Mr Argar said: "We are guided by the science but we're not necessarily guided by the speculation in the press.
"It's not something I've heard from Chris. And it's something the prime minister clearly doesn't want to see."
He told Sky News: “I know there's speculation in the press today. But it's not something I've seen within the department.
"The Prime Minister has been very clear about this, he doesn't want to see another national lockdown.
"He wants to see people abiding by the regulations and making the local lockdowns work and get that infection rate down."
The comments follow Mr Johnson’s evidence to the liaison committee in Parliament yesterday, where he said: "I don't want a second national lockdown, I think it would be completely wrong for this country," he told a group of senior MPs.
"We are going to do everything in our power to prevent it.
"Can we afford it? I very much doubt that the financial consequences would be anything but disastrous."
Mr Argar also claimed the sharp rise in coronavirus cases can be controlled through local measures, telling the BBC Radio 4 Today programme: "We saw in Leicester it worked, we saw those rates come right down - it does work and it does control it at a local level.

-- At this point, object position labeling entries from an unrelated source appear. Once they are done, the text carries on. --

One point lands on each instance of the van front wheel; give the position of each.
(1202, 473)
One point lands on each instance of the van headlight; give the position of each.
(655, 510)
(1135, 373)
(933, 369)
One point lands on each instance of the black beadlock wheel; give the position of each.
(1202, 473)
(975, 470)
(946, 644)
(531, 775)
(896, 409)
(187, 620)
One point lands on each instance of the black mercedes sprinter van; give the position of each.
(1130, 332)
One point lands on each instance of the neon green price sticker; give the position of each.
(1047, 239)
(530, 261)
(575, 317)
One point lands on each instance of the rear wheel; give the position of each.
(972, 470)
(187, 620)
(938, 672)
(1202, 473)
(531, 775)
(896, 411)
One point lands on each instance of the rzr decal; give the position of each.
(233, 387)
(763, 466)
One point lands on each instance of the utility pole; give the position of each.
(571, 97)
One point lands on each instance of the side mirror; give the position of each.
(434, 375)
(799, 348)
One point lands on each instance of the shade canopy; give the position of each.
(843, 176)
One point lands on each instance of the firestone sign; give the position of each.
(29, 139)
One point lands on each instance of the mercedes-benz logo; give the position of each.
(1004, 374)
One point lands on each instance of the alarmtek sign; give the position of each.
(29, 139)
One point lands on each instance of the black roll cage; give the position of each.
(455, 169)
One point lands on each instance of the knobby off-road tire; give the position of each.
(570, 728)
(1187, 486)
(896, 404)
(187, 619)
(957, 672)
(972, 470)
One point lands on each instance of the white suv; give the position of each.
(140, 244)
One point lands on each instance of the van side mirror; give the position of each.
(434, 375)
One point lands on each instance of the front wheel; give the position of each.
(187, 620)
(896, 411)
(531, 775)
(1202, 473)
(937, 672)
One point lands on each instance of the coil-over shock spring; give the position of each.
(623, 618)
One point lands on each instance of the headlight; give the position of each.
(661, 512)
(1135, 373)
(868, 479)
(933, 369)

"I don't think we are at a place where we would wish to see or need to see a national level of restrictions."
The shadow communities secretary Steve Reed said "nobody wants to see another national lockdown”, but to avoid it there needs to be a "functioning" test, track and trace system.
He told Sky News the government “is getting this wrong”, adding: "Now that we've got more people going out and about as the economy opens, people are being encouraged to go back to work, children are going to school, young people are going to university, the risk of infections spreading is greater.
"But we don't have the test, track and trace system that could keep everybody safe. So we risk further local or even national lockdowns.
"The fault of this has to be laid squarely at the feet of the government.”